There are a million ways to use Photomatix and I have another example below:


 

Its not quite as extreme as yours and the cloud on the right is not overblown. In this case the three images I used were the original + 2 images that were darker and had higher contrast. The original does not have to be the middle image.
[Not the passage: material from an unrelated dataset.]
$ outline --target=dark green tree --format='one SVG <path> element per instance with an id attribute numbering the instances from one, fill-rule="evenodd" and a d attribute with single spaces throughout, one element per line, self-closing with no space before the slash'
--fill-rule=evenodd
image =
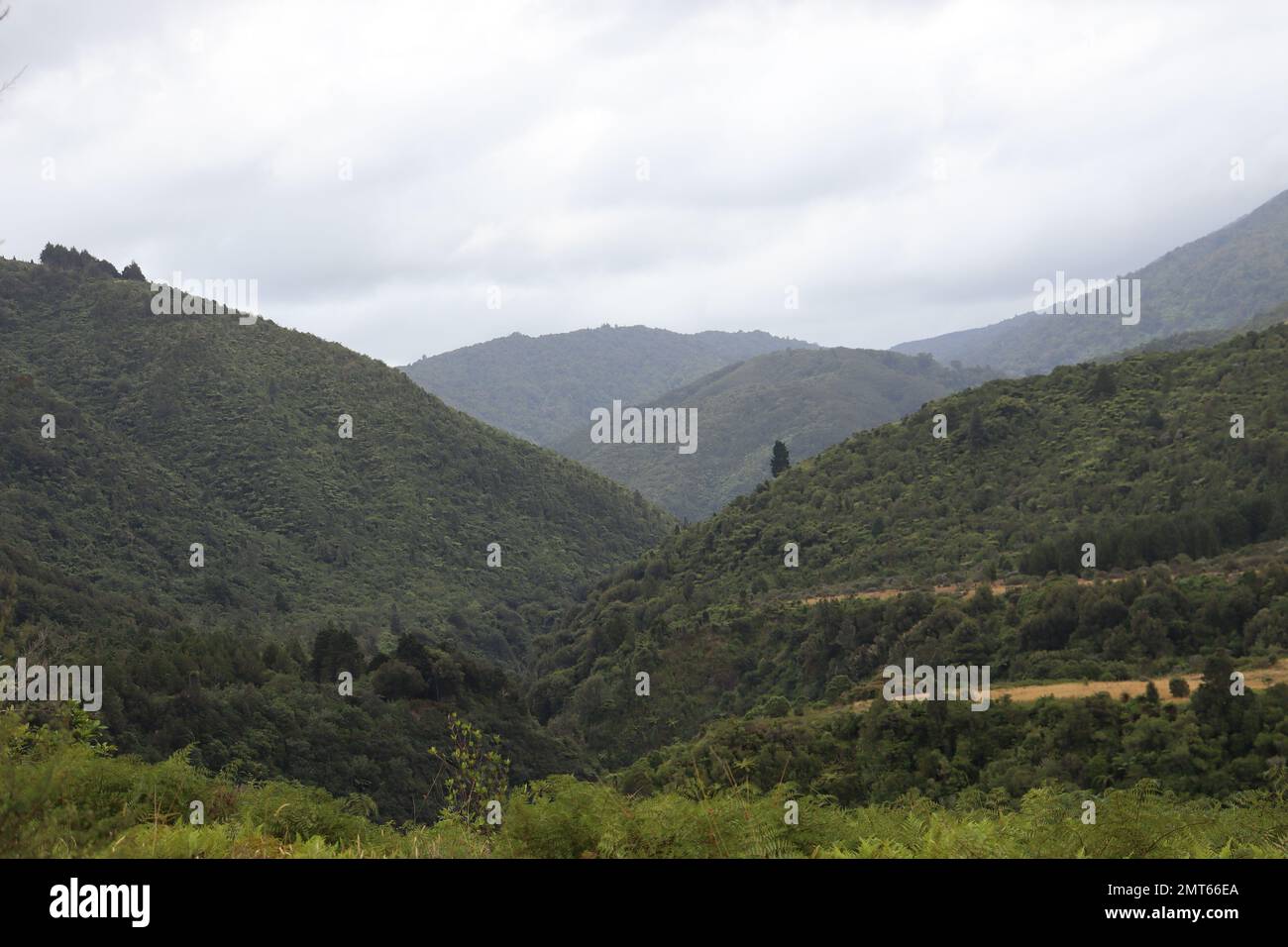
<path id="1" fill-rule="evenodd" d="M 792 461 L 787 456 L 787 445 L 784 445 L 782 441 L 774 441 L 774 454 L 769 459 L 769 473 L 777 477 L 791 465 Z"/>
HDR / Tonemapping does not get a lot of praise on TPF for the obvious examples like yours. If what you ended up with was the thing that was in your head before you started then go for it but keep an eye on the blown highlights.


----------



## snowbear (Apr 4, 2015)

There is no need for HDR in that scene - it looks like your camera can cover the range just fine..


----------



## cesarmario (Apr 6, 2015)

Hi Asaf and Welcome! Great sharing us your HDR pictures. First try is always the most difficult. Seems not long ago when i first started HDR i startd out like this. Just keep reading the awesome info on this Forum and you will be getting the hang of it.


----------



## mattpayne11 (Apr 6, 2015)

As a recovering HDR fanatic, I implore you, don't stray into the path of darkness that is HDR.  Do manual blending and luminosity masks instead.


----------



## agp (Apr 25, 2015)

I think this "hdr" version is almost the inversion of the original lighting condition. I think you want dynamic, or even lighting, not inverted lighting. Why would the sky be darker than the building?


----------



## Braineack (Apr 25, 2015)

there's nothing HDR did here to fix that image.   It made it much worse.


----------